Everyone knows that one of the main things you need in a survival situation is the ability to make a fire quickly and reliably. Whether it’s to warm up quickly, dry wet clothes, cook your food, melt snow, or just to have the comforting feel of the fire at night, these methods with help you master the flame easily.
To understand how to build a fire reliably you must first understand the principles of what a fire needs. These are:
- Fuel
- Heat
- Air
You need all three of these otherwise your fire will go out. To get your fire to burn correctly you want the right ratio between these things. First let’s cover FUEL.
There’s 3 types of fuel that you need to start and maintain a fire that will burn at maximum efficiency. These three types are: Tinder, Kindling, and Fuel.
The first type, tinder, is what you’re going to need to actually get the fire going (no, you can’t just hold the flame of a lighter to a log and have it erupt into flames). There are many kinds of tinder such as charred cloth, birch bark, the shredded inner bark of chestnut, cedar, and red elm trees, feather sticks, dead grass, ferns, moss, or fungi, straw, sawdust, etc. Essentially what you are looking for is something that will ignite with very little heat from either a spark or the small flame of a lighter. Charred cloth is one of the best kinds of tinder because it can ignite with a simple spark and hold a flame for a longer period of time.
The second type, kindling, is dry combustible material that you add the ignited tinder to so as to create a bigger flame. These would be things such as small twigs, smaller strips of dry wood, heavy cardboard, smaller pieces of wood removed from the inside of a split log, and wood that is imbued with some kind of accelerant. This can be either manmade such as gasoline, oil, wax, or lighter fluid. It can also be naturally occurring such as the knots of pine tree stumps which are loaded with a heavy concentration of pine resin. These are slowly stacked on top of your ignited tinder so as not to smother the flame (remember air is another factor here).

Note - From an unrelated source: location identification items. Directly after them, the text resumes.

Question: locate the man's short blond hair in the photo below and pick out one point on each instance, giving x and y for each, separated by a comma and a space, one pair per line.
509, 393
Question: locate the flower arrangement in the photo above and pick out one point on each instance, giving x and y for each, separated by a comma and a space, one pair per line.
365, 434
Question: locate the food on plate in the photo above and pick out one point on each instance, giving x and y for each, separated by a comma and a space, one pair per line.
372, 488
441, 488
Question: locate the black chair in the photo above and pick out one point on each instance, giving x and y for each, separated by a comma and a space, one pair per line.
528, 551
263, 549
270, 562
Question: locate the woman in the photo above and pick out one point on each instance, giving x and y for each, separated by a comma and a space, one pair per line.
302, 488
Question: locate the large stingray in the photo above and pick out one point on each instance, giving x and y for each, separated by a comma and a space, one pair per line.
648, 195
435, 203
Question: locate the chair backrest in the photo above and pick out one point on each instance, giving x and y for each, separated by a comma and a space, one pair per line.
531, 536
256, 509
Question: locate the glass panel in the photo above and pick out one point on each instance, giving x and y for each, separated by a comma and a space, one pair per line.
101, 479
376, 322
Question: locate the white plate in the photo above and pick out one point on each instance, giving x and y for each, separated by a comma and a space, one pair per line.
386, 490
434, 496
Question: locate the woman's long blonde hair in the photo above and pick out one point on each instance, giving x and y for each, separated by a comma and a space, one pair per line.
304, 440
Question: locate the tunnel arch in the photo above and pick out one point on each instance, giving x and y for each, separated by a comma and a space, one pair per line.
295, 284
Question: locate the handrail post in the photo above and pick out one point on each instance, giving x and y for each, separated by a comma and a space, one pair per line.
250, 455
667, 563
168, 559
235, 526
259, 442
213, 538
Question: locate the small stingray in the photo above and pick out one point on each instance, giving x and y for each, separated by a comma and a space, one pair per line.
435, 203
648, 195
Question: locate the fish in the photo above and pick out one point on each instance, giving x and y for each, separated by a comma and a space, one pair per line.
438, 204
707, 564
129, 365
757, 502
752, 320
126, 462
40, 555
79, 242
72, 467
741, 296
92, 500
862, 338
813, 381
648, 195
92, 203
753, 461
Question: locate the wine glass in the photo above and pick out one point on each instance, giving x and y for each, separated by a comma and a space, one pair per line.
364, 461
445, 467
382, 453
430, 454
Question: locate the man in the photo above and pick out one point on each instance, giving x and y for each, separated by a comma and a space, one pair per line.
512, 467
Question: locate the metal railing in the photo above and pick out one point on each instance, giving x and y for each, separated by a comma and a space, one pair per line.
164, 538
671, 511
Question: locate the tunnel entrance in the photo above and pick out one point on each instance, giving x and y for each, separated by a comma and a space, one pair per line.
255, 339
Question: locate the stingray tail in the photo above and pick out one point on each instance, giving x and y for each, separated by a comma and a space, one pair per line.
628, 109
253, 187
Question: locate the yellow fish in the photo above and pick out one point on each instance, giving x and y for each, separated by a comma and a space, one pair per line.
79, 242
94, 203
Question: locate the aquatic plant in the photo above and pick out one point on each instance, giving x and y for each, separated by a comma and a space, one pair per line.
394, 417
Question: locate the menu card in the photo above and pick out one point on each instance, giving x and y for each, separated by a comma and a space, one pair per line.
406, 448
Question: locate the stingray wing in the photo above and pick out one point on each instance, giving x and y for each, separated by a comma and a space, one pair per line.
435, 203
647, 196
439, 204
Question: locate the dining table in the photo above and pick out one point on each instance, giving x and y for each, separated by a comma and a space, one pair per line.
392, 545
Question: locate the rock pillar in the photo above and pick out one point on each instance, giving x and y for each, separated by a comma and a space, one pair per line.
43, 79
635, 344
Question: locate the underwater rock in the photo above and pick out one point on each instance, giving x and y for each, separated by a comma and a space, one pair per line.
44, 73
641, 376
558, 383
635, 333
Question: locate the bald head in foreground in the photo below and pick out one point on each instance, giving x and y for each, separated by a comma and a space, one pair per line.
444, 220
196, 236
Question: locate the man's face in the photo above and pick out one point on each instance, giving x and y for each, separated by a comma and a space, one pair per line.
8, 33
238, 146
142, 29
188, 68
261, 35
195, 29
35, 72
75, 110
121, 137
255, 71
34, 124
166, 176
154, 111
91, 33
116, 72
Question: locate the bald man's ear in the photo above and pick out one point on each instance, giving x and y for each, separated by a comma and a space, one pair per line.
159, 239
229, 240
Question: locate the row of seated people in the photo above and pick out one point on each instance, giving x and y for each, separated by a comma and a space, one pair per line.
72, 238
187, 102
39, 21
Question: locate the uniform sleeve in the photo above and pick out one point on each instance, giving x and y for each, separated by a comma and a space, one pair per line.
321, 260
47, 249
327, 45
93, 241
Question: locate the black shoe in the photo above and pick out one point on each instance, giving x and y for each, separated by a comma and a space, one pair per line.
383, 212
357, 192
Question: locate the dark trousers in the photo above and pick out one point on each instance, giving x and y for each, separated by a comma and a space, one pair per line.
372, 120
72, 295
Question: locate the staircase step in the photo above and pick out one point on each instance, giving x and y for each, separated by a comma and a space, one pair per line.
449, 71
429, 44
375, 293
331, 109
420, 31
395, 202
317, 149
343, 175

The third and final type of fuel is the one that you’re probably thinking of, which is logs that have been cut into quarters or whole logs from medium sized trees. These will burn slowly and steadily once they are fully ignited and will release wood gas which is actually what is fueling the campfires you’ve sat around. When choosing trees to cut for logs you want to make sure to choose dead trees that are still standing and have the tops intact. This prevents them from collecting rainwater and rotting.
Now that you understand fuel the other parts naturally fall into place simply. Heat is what you need to ignite the tinder. Whether that’s a standard gas station lighter, the flint of a lighter that has gone empty, a ferrocium rod scraped with a knife or lighting rod, a flint and steel, or an ember from a friction device like a fire-bow or a fire-plow. You have to get some type of ignition source onto the tinder to create a flame. And we all know that a fire needs air to burn. If you need proof of this simply light a candle in your house and then put a glass over it, cutting off the supply of new oxygen. The fire will quickly smother and go out. Knowing this, you need to make sure to leave plenty of gaps and air pockets in your kindling and logs for air to move through and keep the fire burning hot.
The best way to master these principles is through practice. However, simply knowing the components of a good fire already puts you at a great advantage. You can now improvise between different sources of ignition and fuel. Luckily for us all, air is still free.